We evaluated a number of classifiers in this study to understand the concepts of linear separability and generalizability in the context of predicting MCI-to-AD progression. Support vector machine (SVM), multiple kernel learning (MKL), and generalized linear models (GLM) with elastic-net regularization are the classifiers used in this study. SVM classifier, because it allows the transformation of features using linear and non-linear kernels, provides us the ability to evaluate the suitability of linear and non-linear classifiers for this problem. On the other hand, MKL allows the application of different kernel transformations for features from different modalities while optimizing more model-parameters than an SVM classifier. Although MKL and SVM are similar classification paradigms, MKL facilitates the integration of multiple modalities at the expense of potential overfitting. Finally, GLM classification with elastic-net regularization is an extension of the commonly known logistic regression classifier with additional regularization to minimize overfitting. In this study, we evaluated the overall generalizability of these classifiers that have distinct optimization objectives.
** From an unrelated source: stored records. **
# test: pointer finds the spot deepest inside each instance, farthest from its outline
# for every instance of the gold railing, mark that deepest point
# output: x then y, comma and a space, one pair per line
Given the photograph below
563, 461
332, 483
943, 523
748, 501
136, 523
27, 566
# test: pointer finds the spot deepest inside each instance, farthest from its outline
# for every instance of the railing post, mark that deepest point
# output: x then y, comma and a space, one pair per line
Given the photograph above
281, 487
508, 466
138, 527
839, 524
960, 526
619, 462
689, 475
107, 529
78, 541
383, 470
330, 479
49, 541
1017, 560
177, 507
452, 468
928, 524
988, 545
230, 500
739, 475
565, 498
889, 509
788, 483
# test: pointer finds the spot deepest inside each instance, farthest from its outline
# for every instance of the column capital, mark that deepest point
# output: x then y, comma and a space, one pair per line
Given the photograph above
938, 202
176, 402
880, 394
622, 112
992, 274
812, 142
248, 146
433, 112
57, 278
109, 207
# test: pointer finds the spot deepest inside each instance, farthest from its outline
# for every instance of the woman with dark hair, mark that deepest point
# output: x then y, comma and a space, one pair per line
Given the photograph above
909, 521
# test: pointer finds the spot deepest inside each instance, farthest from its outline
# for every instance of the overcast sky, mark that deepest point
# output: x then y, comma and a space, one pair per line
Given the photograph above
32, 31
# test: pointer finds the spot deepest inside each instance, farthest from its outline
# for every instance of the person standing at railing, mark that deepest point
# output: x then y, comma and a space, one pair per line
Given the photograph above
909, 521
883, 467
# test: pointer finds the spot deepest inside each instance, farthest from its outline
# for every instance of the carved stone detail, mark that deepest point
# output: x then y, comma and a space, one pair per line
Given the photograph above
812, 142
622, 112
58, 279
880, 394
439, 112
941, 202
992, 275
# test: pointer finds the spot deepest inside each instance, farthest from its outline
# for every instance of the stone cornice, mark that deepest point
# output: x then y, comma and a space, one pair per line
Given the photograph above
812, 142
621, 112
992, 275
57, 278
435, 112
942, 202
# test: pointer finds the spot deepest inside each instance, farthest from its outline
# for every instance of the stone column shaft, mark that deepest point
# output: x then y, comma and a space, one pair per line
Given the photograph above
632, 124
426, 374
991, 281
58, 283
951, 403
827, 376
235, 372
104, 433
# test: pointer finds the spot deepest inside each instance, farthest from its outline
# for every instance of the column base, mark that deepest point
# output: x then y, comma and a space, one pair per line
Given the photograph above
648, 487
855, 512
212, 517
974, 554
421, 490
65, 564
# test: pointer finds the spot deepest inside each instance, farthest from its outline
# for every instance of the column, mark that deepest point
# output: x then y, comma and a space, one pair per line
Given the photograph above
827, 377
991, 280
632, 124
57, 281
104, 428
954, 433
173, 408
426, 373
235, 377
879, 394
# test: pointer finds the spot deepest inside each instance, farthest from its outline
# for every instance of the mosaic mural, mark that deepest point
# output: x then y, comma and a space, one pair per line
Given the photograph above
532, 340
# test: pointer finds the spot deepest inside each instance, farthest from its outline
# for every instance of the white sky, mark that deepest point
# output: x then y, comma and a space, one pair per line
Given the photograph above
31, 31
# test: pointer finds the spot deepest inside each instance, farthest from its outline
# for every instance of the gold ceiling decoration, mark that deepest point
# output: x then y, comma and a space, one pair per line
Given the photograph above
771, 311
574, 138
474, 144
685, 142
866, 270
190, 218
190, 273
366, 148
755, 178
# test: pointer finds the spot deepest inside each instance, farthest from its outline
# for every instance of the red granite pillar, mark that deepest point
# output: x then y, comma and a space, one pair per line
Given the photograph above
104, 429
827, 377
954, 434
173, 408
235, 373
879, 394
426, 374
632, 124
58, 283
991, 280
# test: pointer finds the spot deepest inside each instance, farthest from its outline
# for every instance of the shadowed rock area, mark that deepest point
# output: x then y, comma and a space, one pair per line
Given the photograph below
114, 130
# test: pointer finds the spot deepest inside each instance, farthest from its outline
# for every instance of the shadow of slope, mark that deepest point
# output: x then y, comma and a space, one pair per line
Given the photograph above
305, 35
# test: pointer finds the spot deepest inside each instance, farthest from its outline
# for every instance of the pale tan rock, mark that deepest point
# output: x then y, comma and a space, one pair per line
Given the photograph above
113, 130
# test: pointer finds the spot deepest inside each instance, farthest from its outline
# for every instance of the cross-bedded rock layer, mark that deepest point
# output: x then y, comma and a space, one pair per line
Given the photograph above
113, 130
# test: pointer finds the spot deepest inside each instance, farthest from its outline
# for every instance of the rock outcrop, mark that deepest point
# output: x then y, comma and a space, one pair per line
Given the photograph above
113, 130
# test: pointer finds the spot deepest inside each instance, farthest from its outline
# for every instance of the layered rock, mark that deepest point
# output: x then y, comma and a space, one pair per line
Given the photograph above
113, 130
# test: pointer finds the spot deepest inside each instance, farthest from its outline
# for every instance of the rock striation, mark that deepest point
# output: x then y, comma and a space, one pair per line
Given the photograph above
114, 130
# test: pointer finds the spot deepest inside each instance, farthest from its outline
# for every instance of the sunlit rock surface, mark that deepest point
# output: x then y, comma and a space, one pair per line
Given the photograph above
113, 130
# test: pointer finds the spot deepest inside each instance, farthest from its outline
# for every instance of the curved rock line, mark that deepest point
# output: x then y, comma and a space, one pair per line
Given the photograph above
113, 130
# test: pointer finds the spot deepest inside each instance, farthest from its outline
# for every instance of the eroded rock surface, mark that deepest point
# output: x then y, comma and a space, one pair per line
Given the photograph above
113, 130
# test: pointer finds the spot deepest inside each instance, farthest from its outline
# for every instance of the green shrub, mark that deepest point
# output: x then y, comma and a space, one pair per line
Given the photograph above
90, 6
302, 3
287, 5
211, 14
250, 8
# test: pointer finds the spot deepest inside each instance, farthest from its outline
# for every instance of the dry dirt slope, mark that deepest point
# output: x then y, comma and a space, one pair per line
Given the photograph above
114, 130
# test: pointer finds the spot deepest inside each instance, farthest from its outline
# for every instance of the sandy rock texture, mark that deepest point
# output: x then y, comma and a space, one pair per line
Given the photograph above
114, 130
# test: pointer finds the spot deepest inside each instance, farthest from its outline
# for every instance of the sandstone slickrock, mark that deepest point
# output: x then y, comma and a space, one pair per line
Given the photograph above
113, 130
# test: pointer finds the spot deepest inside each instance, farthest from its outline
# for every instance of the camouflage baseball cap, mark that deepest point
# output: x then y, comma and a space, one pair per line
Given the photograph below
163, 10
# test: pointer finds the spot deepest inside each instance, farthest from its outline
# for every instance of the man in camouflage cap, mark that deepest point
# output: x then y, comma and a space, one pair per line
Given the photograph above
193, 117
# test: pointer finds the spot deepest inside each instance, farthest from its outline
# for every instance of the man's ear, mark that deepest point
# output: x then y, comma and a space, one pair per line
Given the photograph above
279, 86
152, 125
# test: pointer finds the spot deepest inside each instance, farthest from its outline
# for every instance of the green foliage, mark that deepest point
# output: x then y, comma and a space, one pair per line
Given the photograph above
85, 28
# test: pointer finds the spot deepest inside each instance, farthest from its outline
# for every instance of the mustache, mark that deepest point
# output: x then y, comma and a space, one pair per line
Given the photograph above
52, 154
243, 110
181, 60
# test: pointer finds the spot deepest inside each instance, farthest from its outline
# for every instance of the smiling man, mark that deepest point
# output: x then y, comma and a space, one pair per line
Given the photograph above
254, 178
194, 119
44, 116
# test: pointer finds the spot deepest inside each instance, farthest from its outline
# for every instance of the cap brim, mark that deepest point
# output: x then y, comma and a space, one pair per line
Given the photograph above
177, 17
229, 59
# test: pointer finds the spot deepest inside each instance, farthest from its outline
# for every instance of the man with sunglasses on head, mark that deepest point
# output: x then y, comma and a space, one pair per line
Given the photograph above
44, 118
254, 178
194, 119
A support vector machine is a binary classifier that finds the maximum margin hyperplane that separates the two classes in the data28. Suppose that the data being classified are denoted by \(X\in {{\mathbb{R}}}^{N\times P}\) (N subjects and P features), and that the data from subject i are denoted by \({X}^{(i)}\in {{\mathbb{R}}}^{P}\). Let us also use \(Y\in {\{-1,1\}}^{N}\) to denote the class labels for all the subjects (where \(-1\) and \(1\) are numerical labels for the two classes), and \({Y}^{(i)}\in \{-1,1\}\) to denote the class label for subject i. The optimization problem to find the optimal hyperplane (described by weights \(W\in {{\mathbb{R}}}^{P}\) and intercept term \(b\in {\mathbb{R}}\)) is shown in Eq. 3.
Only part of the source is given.